Cancer can exploit immune regulatory checkpoints molecules by inhibiting anti-tumor immune responses from T cells. These immune checkpoint inhibitor (ICI) antibodies that activate anti-tumor immune responses can create durable responses in 10%–20% of cancer patients, but the remaining 80%–90% of the patients do not respond, driving the need to find novel combination therapies that increase the number of responders to ICI therapies.
Researchers from the University of Helsinki developed a platform enveloping oncolytic viruses with peptides to activate and direct T cells to respond to a tumor. The oncolytic viruses, already in clinical use, are naturally occurring viruses that have been modified to specifically kill cancer cells either by direct cell lysis or by inducing a strong anti-viral immune response against the virus and the host cells. A major weakness of current oncolytic viruses is that a strong anti-viral immune response does not necessarily correlate to a strong anti-tumor immune response.

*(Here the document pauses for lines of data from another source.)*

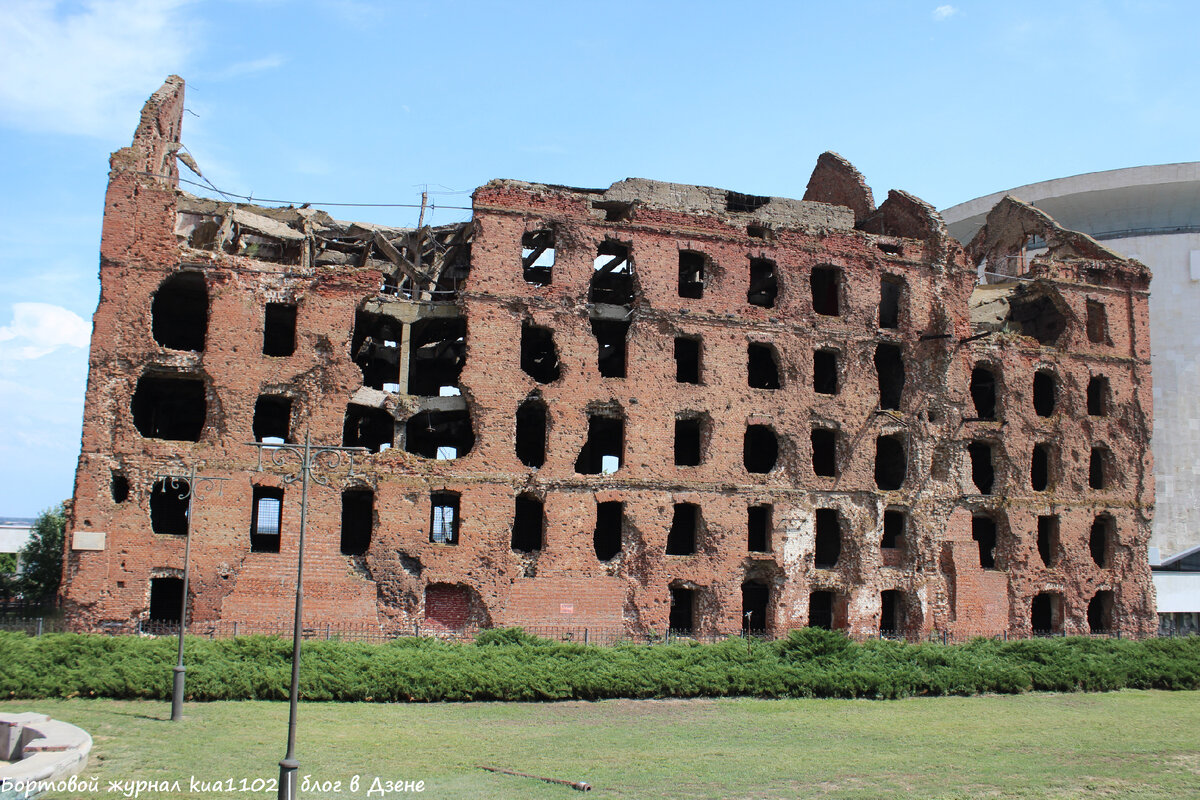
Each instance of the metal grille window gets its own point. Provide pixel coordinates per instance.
(444, 518)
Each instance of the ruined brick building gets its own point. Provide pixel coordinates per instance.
(627, 409)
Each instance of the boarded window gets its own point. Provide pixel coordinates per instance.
(265, 518)
(444, 517)
(358, 521)
(684, 524)
(280, 329)
(168, 506)
(762, 366)
(604, 449)
(179, 312)
(528, 523)
(759, 523)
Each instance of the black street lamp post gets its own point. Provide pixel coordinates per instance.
(187, 486)
(310, 459)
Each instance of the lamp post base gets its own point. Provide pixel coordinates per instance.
(177, 695)
(288, 768)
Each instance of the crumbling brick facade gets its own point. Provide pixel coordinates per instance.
(628, 409)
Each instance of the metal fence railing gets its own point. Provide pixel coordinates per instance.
(581, 635)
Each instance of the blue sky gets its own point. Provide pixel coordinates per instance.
(352, 101)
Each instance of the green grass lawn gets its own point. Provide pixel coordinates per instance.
(1131, 744)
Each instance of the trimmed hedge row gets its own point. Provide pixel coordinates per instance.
(510, 665)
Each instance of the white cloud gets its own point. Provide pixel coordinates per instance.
(39, 329)
(67, 67)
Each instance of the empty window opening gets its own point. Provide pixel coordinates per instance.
(687, 360)
(367, 427)
(538, 257)
(821, 609)
(983, 392)
(610, 524)
(280, 329)
(688, 440)
(683, 609)
(444, 517)
(273, 419)
(1098, 468)
(891, 290)
(983, 530)
(1099, 612)
(1097, 323)
(825, 372)
(763, 283)
(611, 337)
(1036, 316)
(166, 600)
(755, 600)
(889, 368)
(891, 463)
(528, 523)
(169, 408)
(531, 441)
(179, 312)
(539, 356)
(1039, 468)
(825, 452)
(744, 203)
(1098, 396)
(762, 366)
(443, 435)
(376, 349)
(684, 523)
(1045, 392)
(120, 487)
(612, 277)
(1048, 539)
(1099, 541)
(892, 612)
(691, 275)
(983, 470)
(760, 449)
(358, 521)
(759, 523)
(826, 283)
(601, 453)
(828, 539)
(1045, 612)
(168, 506)
(265, 517)
(437, 354)
(894, 523)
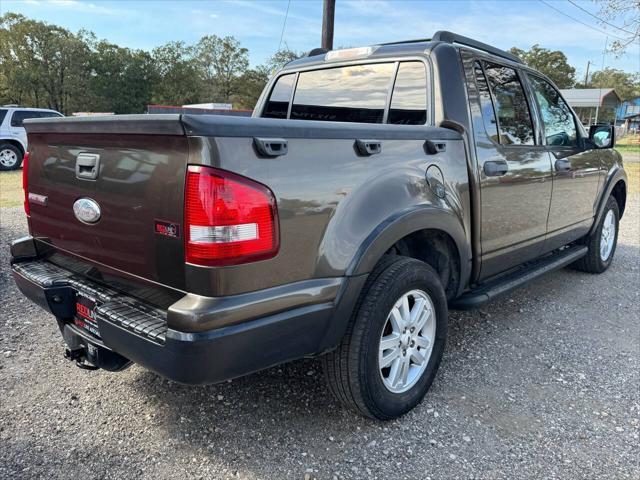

Peptide-coated oncolytic-enveloped viruses, or simply PeptiENV, train the patient’s own, locally active T cells to identify tumor cells with the patient’s own cancer peptides. Researchers attached tumor-specific peptides onto the viral envelope of either the vaccinia virus or herpes simplex virus 1 (HSV-1), using a cell-penetrating peptide sequence derived from human immunodeficiency virus Tat protein. Cell-penetrating peptides typically function to facilitate intake/uptake of molecular cargo through endocytosis and researchers proposed to use their membrane penetrating properties to be repurposed as an anchor. Alternatively, the therapeutic peptides could be conjugated with cholesterol for the attachment of the peptides onto the viral envelope. The PeptiENV platform was tested using mouse melanoma models resulted in a positive increase in tumor infiltration by T cells.
Personalized cancer therapies are highly sought after, and the PeptiENV platform is capable of adapting to changes in the hosts’ tumor antigens by simply coating the virus with new tumor specific antigens, allowing the immune response to properly react. This provides an opportunity to generate personalized cancer vaccines by customizing viral-coated peptide sequences.
The article titled “Personalized Cancer Vaccine Platform for Clinically Relevant Oncolytic Enveloped Viruses” was published in Molecular Therapy.